Me entero de que la ciudad servía como lugar de retiro y descanso para militares (tradición secular entonces, el país rebosa de militares: ¿nuestro futuro o es ya nuestro presente?), semejante por ello al monasterio Ecce Homo, situado a varios kilometros de allí –un retrato de Cristo impresionante en la capilla principal–, sitio de reunión anual para los frailes dominicos, quizá fatigados de sus trabajos inquisitoriales.
En toda la región abundan los fósiles marinos y el piso de los monumentos y de las casas se adorna con caracoles y conchas que provienen del crestoceno: es decir, hace cerca de 90 millones de años: son verdaderamente notables. No lejos del convento se admira un enorme pez fósil.
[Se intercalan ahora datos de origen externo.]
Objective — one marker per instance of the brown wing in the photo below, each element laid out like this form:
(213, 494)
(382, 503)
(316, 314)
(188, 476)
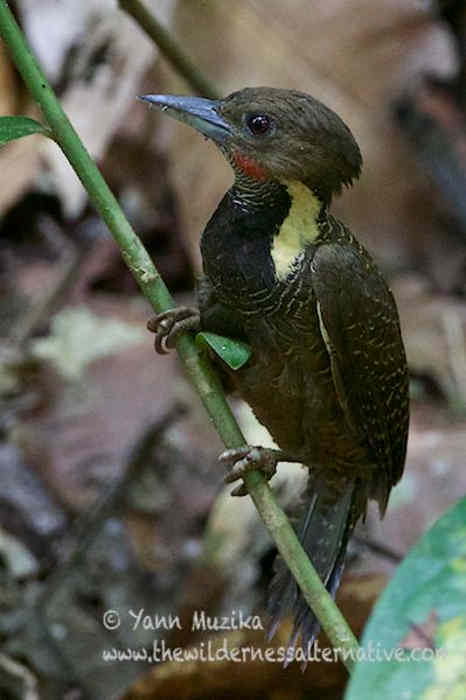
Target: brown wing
(360, 326)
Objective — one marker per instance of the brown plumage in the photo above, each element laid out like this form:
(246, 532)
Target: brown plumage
(328, 374)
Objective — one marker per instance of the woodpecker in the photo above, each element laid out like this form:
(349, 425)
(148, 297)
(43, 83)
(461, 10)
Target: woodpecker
(328, 375)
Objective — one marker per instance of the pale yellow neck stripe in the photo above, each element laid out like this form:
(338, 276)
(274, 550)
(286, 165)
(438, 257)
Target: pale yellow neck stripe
(298, 229)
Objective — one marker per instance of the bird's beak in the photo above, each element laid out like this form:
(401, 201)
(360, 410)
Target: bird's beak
(197, 112)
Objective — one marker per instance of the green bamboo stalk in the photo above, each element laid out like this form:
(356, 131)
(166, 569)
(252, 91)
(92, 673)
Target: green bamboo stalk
(169, 48)
(197, 365)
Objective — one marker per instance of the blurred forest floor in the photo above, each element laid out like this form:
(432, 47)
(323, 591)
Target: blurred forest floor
(111, 495)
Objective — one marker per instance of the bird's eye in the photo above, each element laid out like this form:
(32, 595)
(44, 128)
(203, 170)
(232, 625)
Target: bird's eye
(258, 124)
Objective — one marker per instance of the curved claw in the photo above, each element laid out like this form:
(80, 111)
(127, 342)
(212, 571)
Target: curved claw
(168, 326)
(248, 458)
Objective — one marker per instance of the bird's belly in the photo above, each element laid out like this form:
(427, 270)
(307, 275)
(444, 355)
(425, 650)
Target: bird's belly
(295, 399)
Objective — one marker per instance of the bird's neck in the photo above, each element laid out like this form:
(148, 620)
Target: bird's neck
(258, 233)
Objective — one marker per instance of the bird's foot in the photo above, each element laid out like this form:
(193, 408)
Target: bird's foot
(169, 325)
(248, 458)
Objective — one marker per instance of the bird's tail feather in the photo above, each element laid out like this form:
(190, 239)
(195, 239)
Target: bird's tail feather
(324, 531)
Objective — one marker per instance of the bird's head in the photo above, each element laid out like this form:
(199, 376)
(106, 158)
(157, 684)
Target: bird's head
(274, 134)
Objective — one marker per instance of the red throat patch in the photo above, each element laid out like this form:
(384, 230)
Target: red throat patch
(249, 166)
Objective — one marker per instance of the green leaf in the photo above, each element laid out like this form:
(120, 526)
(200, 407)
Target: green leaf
(423, 613)
(234, 353)
(15, 127)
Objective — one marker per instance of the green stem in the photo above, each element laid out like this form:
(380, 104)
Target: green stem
(197, 366)
(169, 48)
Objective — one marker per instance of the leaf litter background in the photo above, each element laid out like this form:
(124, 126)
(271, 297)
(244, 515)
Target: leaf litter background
(105, 454)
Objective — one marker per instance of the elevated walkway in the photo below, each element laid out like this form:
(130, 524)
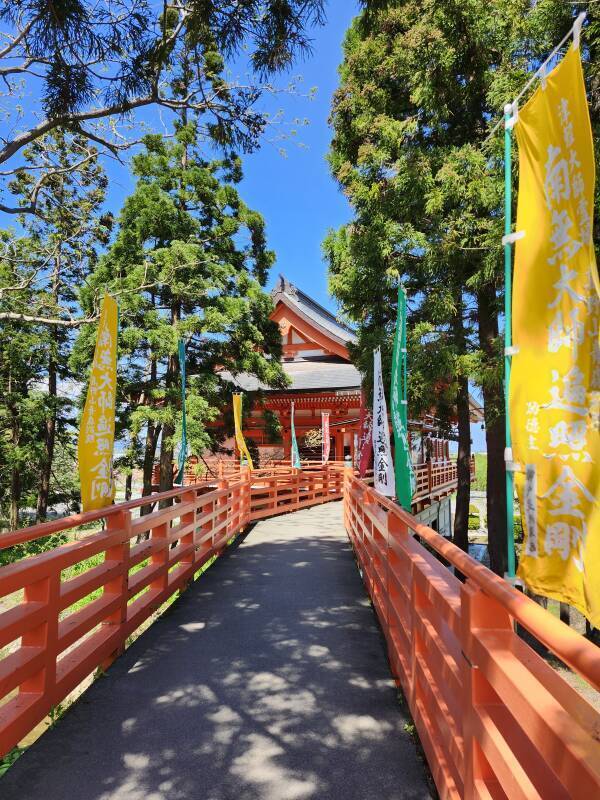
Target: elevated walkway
(267, 680)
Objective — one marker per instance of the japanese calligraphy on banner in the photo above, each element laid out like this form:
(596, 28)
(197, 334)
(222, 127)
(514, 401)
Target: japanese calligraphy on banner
(295, 452)
(97, 430)
(183, 448)
(383, 471)
(239, 436)
(365, 441)
(405, 479)
(555, 381)
(325, 435)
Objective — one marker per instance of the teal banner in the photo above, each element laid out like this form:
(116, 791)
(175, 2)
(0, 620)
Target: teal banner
(183, 449)
(295, 452)
(405, 479)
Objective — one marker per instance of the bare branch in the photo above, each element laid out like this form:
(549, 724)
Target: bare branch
(65, 323)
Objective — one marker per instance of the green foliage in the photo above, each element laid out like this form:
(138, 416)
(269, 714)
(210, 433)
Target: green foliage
(189, 262)
(34, 548)
(90, 64)
(40, 274)
(9, 759)
(421, 86)
(480, 483)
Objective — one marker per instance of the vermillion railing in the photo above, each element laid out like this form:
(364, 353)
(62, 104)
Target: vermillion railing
(50, 640)
(495, 720)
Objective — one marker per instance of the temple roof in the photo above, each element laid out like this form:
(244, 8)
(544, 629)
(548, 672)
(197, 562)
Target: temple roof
(288, 294)
(310, 373)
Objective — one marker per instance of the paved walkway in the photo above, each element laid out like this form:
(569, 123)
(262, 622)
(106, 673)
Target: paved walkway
(267, 680)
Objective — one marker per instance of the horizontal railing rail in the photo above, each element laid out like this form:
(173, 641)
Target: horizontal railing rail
(494, 719)
(74, 606)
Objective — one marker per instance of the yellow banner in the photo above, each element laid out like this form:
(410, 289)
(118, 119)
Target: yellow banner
(239, 436)
(555, 381)
(97, 430)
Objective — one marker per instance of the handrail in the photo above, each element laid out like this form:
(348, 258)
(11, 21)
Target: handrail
(493, 717)
(64, 627)
(580, 654)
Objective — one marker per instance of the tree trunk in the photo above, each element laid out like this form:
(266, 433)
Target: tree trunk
(128, 484)
(46, 468)
(493, 398)
(168, 428)
(15, 473)
(463, 466)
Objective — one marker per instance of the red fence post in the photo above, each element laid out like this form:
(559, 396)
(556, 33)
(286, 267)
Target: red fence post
(118, 586)
(477, 612)
(187, 540)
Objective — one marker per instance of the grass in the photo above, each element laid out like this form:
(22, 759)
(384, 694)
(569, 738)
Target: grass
(480, 482)
(77, 569)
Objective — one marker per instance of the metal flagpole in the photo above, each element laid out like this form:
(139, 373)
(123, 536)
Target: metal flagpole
(510, 112)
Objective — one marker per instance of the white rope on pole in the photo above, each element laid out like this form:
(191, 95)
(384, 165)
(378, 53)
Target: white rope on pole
(575, 32)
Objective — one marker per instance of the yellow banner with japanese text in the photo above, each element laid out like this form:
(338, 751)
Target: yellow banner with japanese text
(97, 429)
(555, 380)
(239, 436)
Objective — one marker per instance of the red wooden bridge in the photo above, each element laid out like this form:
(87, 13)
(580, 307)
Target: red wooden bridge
(267, 678)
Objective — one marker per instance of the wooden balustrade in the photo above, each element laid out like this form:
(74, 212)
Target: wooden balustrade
(50, 640)
(495, 720)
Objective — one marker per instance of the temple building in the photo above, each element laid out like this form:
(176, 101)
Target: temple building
(322, 378)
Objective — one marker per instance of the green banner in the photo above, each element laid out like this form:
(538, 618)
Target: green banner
(405, 479)
(295, 452)
(183, 449)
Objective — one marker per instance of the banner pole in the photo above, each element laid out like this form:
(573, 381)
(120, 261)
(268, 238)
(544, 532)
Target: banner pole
(510, 537)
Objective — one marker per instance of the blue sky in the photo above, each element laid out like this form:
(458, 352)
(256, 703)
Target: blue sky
(294, 192)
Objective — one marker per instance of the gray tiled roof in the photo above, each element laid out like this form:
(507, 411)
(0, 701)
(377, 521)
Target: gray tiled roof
(287, 292)
(308, 373)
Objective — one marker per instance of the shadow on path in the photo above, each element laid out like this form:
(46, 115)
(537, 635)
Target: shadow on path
(267, 680)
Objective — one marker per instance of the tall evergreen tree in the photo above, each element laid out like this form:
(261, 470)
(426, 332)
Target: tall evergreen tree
(189, 262)
(62, 249)
(421, 84)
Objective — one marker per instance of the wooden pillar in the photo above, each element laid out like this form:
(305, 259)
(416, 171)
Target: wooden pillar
(287, 443)
(339, 445)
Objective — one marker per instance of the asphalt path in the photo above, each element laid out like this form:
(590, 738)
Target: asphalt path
(266, 680)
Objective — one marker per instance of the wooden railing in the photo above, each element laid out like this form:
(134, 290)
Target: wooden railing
(495, 720)
(61, 629)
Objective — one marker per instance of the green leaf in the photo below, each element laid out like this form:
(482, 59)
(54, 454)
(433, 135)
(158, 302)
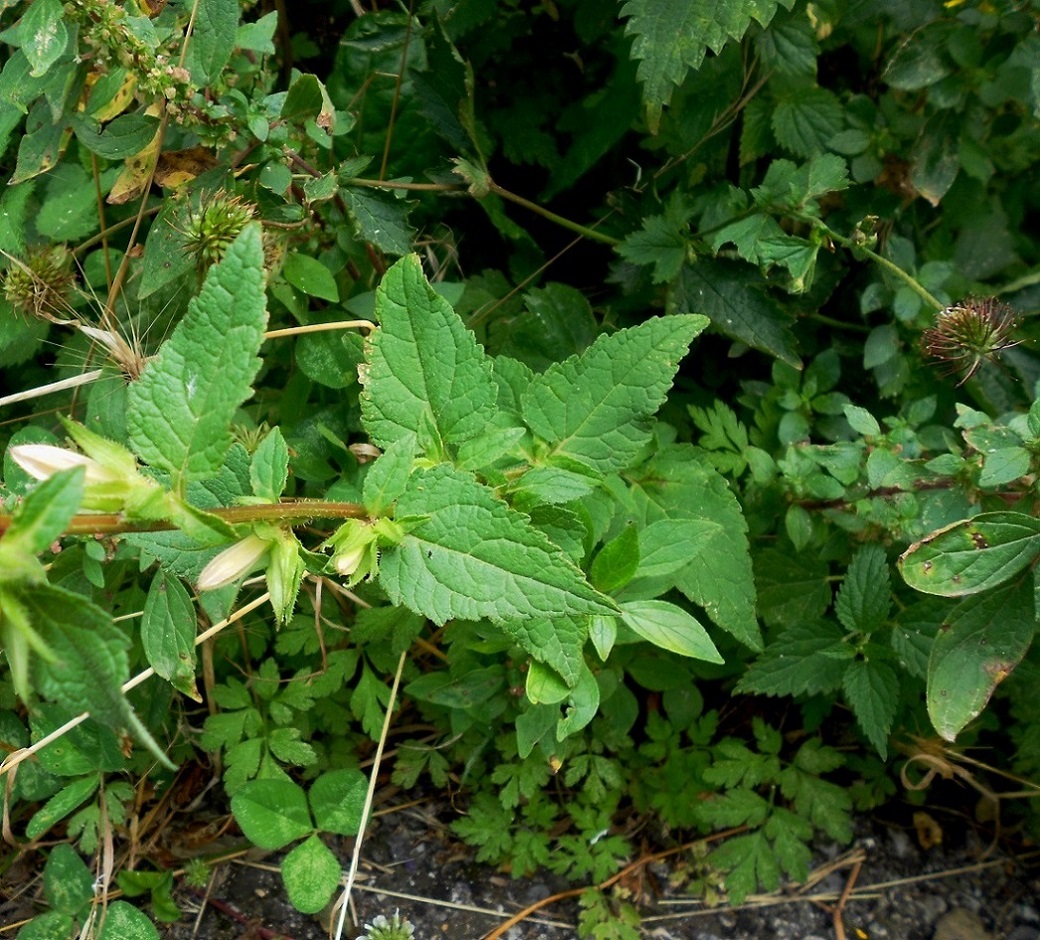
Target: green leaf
(672, 37)
(425, 368)
(53, 811)
(124, 921)
(806, 119)
(873, 692)
(337, 800)
(864, 598)
(212, 41)
(122, 137)
(180, 411)
(671, 628)
(597, 407)
(44, 34)
(167, 632)
(42, 518)
(91, 660)
(806, 658)
(310, 276)
(311, 873)
(381, 220)
(68, 883)
(271, 813)
(616, 563)
(733, 296)
(679, 485)
(473, 557)
(973, 554)
(977, 649)
(269, 467)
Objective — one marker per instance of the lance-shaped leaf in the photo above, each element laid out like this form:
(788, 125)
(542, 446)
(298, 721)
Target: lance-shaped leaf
(474, 557)
(426, 374)
(180, 412)
(972, 555)
(597, 407)
(984, 640)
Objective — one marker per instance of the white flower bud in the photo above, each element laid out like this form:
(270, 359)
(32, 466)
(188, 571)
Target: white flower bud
(43, 461)
(231, 564)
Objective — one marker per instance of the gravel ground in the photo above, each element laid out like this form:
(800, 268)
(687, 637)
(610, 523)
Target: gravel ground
(901, 892)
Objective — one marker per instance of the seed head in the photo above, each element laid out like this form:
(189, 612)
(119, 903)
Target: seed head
(970, 333)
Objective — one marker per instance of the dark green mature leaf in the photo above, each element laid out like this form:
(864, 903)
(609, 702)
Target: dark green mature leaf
(864, 598)
(678, 484)
(672, 36)
(980, 646)
(91, 660)
(873, 692)
(180, 411)
(474, 557)
(426, 369)
(972, 555)
(212, 41)
(596, 407)
(733, 296)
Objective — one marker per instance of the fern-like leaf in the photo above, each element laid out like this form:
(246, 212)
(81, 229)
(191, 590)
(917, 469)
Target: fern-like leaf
(673, 35)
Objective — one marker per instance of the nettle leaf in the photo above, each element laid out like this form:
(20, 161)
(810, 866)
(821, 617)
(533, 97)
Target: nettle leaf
(678, 484)
(733, 296)
(473, 557)
(972, 555)
(91, 660)
(167, 632)
(596, 407)
(180, 411)
(977, 649)
(864, 598)
(425, 368)
(672, 37)
(873, 692)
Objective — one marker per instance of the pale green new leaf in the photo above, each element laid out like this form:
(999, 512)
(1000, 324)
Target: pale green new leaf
(972, 555)
(672, 36)
(977, 649)
(864, 599)
(474, 557)
(425, 368)
(597, 407)
(179, 412)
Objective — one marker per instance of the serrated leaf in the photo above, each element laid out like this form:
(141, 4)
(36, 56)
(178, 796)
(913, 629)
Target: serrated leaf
(167, 633)
(733, 296)
(671, 628)
(180, 411)
(271, 813)
(212, 41)
(977, 649)
(474, 557)
(311, 873)
(873, 692)
(425, 368)
(672, 37)
(806, 119)
(91, 660)
(972, 555)
(805, 659)
(596, 407)
(679, 485)
(381, 220)
(864, 598)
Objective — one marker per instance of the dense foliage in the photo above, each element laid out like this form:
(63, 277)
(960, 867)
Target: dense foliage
(591, 372)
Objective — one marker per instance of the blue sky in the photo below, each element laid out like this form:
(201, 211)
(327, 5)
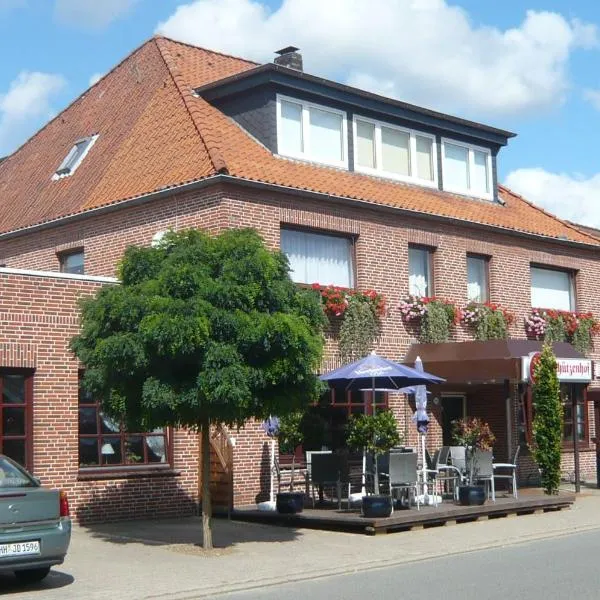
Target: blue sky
(530, 67)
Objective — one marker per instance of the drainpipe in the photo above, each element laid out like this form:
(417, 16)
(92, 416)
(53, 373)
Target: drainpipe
(508, 409)
(575, 436)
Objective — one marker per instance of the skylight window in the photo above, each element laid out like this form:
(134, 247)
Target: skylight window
(75, 156)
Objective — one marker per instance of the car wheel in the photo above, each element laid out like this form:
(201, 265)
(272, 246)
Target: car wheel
(32, 575)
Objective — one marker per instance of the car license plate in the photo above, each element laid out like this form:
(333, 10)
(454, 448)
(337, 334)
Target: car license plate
(20, 548)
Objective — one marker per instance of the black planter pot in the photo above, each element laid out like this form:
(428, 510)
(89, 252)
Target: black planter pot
(289, 503)
(377, 506)
(471, 495)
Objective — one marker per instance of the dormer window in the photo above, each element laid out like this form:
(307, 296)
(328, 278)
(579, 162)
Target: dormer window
(75, 157)
(466, 169)
(311, 132)
(395, 152)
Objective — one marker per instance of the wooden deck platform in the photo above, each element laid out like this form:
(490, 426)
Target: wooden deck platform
(447, 513)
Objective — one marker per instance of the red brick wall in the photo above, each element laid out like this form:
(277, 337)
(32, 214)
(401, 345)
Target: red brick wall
(38, 316)
(381, 263)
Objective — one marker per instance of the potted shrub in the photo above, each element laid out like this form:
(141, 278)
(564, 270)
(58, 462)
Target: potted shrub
(474, 434)
(289, 434)
(376, 434)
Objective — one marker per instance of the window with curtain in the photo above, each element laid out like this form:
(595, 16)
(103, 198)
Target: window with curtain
(318, 258)
(72, 262)
(573, 421)
(15, 424)
(104, 442)
(466, 169)
(419, 271)
(311, 132)
(477, 278)
(552, 288)
(396, 152)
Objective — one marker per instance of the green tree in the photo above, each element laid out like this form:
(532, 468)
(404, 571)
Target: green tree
(203, 331)
(548, 421)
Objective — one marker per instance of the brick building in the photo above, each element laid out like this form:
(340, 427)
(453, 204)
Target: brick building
(359, 190)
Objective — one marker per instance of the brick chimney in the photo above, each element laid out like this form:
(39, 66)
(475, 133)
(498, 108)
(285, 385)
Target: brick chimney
(289, 57)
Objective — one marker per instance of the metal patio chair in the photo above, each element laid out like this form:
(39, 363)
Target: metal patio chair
(483, 470)
(508, 471)
(329, 470)
(404, 474)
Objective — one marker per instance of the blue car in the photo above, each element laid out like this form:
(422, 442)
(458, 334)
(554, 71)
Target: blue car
(35, 527)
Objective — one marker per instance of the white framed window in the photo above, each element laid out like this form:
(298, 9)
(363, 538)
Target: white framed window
(75, 157)
(419, 271)
(395, 152)
(477, 278)
(311, 132)
(552, 288)
(466, 169)
(72, 262)
(318, 257)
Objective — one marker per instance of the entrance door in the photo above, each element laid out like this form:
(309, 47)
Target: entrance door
(453, 407)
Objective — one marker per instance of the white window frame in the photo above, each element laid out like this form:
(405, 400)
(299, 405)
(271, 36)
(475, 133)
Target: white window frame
(571, 276)
(306, 154)
(470, 148)
(91, 140)
(379, 172)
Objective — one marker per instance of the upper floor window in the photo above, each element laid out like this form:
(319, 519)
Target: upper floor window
(552, 288)
(383, 149)
(72, 262)
(103, 442)
(75, 157)
(477, 278)
(319, 258)
(311, 132)
(466, 169)
(419, 271)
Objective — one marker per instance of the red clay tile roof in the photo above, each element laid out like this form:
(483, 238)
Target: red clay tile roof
(156, 133)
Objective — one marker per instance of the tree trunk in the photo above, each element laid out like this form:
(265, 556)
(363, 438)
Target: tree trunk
(206, 503)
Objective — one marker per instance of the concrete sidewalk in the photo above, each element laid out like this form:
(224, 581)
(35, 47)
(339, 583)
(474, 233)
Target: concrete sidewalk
(144, 560)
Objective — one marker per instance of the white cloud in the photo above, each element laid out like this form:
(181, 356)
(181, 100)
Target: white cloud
(91, 14)
(569, 196)
(95, 78)
(6, 5)
(593, 97)
(25, 106)
(423, 51)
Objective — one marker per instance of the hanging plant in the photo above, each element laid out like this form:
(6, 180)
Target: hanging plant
(359, 329)
(437, 316)
(563, 326)
(489, 320)
(336, 299)
(547, 422)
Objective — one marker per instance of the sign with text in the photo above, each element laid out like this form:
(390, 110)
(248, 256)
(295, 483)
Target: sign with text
(574, 370)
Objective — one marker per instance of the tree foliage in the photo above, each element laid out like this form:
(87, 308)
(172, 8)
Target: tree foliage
(376, 433)
(201, 328)
(548, 421)
(202, 331)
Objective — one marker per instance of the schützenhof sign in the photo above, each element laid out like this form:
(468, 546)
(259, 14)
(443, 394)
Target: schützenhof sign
(577, 370)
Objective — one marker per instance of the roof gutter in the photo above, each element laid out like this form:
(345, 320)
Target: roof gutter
(249, 183)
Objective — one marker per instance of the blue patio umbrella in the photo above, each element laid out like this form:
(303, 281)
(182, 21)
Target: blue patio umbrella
(377, 373)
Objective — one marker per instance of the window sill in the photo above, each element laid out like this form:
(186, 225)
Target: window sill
(102, 473)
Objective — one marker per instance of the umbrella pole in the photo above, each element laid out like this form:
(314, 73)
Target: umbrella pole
(376, 475)
(423, 469)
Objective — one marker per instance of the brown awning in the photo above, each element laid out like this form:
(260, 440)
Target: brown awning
(490, 361)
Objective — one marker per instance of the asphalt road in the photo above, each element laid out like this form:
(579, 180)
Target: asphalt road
(558, 568)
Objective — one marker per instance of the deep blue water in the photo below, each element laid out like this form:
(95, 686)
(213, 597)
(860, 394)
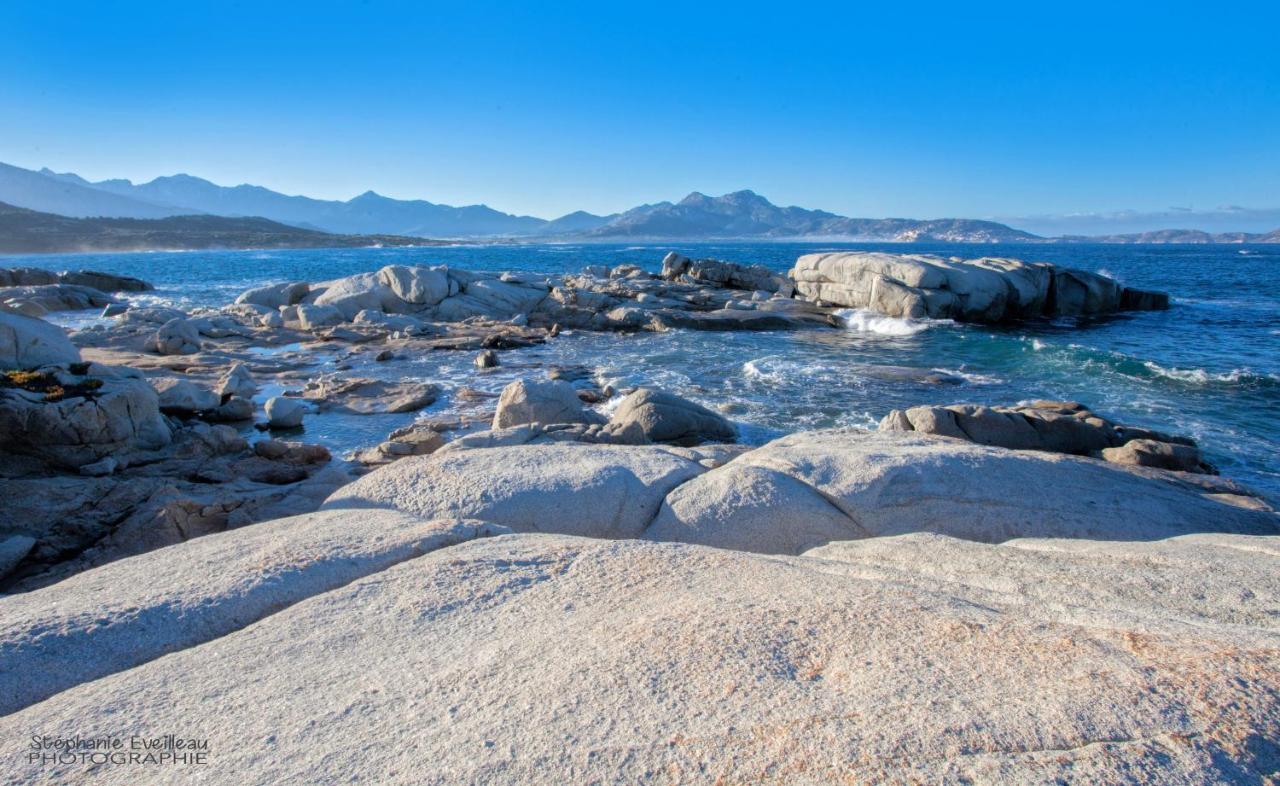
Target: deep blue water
(1210, 366)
Tunja, tambien en Boyacá, es una ciudad universitaria con bellas iglesias: el convento de Santa Clara albergó a la madre Josefa del Castillo en una celda minúscula, arrinconada cerca de la escalera; allí se flagelaba, salpicando de sangre las paredes y, cuando salía de su magro encierro, la atormentaban los demonios que la arrastraban por los cabellos. El barandal de donde se sostenía para no caer al vacío ha sido llevado a Roma como reliquia. En una celda más espaciosa escribía sus famosos versos; algunos la comparan con sor Juana.
Las casas se protegen con candados, como en el Rajastán, pero allí, estos son complicados, arcaicos y podría decirse que, como los de Duchamp, serían unos ready made; se colocan ya sea muy abajo o demasiado arriba de las puertas: por ello son apenas posibles de alcanzar, y claro, también de cerrar.